I will preface this blog entry by stating that I do not fault the Texas Department of Insurance for the Rule 11 Agreement if giving up litigation against NPS/Lincoln Memorial (and the various individuals) was the price extracted for gaining control of the companies and the preneed records. Someone needed to take action, and I commend Texas for taking the lead.
However, the Texas Department of Insurance has requested that I clarify my May 27th (Texas Hold’em) blog entry. Here is their statement:
I would like to address the comments that you posted on the Death Care Compliance Law website on May 27, 2008 concerning the Rule 11 Agreement. To clarify: the Receiver has not agreed to forgo bringing litigation against anyone. In order to avoid the expense, time, and uncertainty of a trial, the Receiver agreed not to bring suit against certain entities and individuals in Texas. The Receiver and the SDR have not foreclosed an analysis of whether it would be efficient and in the best interests of Memorial, Lincoln, and NPS to file lawsuits to recover any and all available assets.
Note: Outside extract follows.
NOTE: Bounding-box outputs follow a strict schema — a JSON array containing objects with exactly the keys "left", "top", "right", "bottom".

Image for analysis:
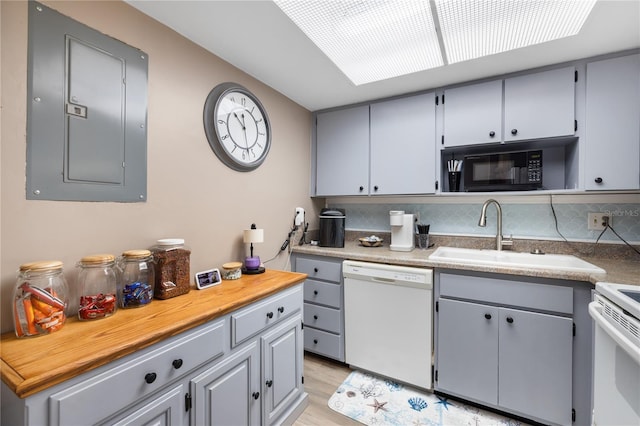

We would appreciate your including this clarification in your blog, as well a link to http://www.tdi.state.tx.us/life/cpmmemorial.html, which includes Frequently Asked Questions concerning the companies.
Funeral directors and consumers would take comfort in the fact that the Texas Department of Insurance (or any other of the various states agencies) will do what is necessary, including litigation, to recover at least a portion of the missing funds. However, it does not make sense to state that Texas regulators gave up bringing a lawsuit in Texas (as opposed to Missouri) to avoid expense, time and the uncertainty of a trial.
Texas did what it had to for the sake of gaining control of NPS and its records. If other states (Missouri) do not step up to do their share in recovering assets, then it looks like Texas has found its ‘out’ with regard to the Rule 11 Agreement. However, Texas should not have to go this one alone.